If on the other hand you’re not willing to go this far, then suck it up or find another job.

*I’m sure a bit of research can come up with some relevant law or regulation - I just threw “ADA” out there 'cause it’s what came to mind while typing this.

I say that you should replace her scent with your scent -

Out scent her :smiley:

Seriously, bring in your own scented candles, scent warmer or whatever that gives off an odour that you are comfortable with.

Alternatively, gift her some smells that you like and hope she uses them.

A small fish duct taped to the bottom of her desk drawer.

I vote for NOT sending the email.

I think you should put a horse’s head in her bed.

Honestly, you have a better chance of keeping your job after sneaking into her office and snipping the Scentsy warmer’s electrical wire than sending this email.

Did anyone else consider this may be what the horrible boss is trying to do?

If If I were in HR, my assumption upon reading that email would be that you were asking permission to to have a scent warmer yourself.

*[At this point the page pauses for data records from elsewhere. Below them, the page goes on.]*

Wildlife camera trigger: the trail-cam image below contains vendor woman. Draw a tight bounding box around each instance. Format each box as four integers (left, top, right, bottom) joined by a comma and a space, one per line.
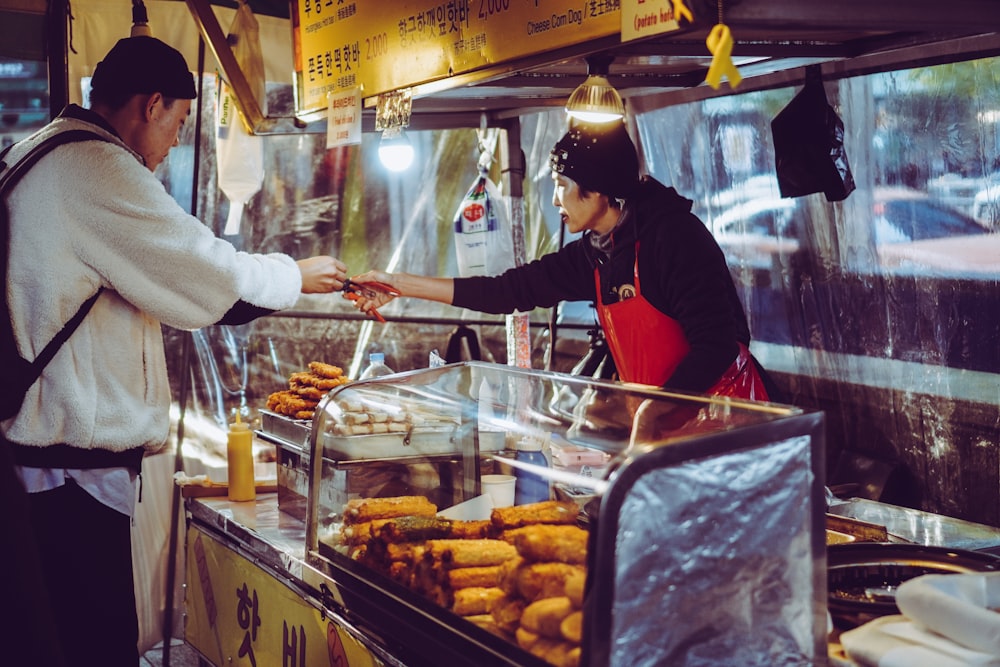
349, 120, 773, 400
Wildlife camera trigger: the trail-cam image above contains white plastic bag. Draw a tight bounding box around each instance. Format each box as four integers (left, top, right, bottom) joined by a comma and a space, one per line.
216, 0, 265, 235
453, 143, 515, 277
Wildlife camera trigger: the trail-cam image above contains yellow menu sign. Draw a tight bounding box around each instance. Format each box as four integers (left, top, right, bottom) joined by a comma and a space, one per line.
293, 0, 622, 116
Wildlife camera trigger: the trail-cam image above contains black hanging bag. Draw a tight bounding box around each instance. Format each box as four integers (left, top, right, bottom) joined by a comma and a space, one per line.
771, 65, 856, 202
0, 130, 106, 420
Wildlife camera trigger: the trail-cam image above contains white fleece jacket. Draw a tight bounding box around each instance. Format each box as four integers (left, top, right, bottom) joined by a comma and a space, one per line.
2, 115, 302, 453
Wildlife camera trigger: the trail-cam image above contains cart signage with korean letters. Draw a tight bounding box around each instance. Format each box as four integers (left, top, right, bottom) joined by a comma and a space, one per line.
293, 0, 622, 114
185, 527, 380, 666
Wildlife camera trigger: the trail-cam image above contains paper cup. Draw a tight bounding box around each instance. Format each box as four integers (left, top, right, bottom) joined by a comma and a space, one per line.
481, 474, 516, 508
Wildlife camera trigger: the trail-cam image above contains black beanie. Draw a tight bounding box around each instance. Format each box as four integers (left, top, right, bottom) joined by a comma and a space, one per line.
549, 121, 640, 200
90, 36, 197, 100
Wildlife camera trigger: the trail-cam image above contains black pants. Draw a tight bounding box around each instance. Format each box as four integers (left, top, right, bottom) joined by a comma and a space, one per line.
27, 479, 139, 667
0, 437, 67, 667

Or cover the smell of stale tobacco, depending on how much the OP smokes.

However, there are workplaces in Canada where this type of thing is banned because it can cause bad reactions to people who are sensitive - perhaps you could do some research on that angle. i think the e-mail, in its present form, is a bad idea.

I like this. It looks like you and another coworker have been having a discussion about the things.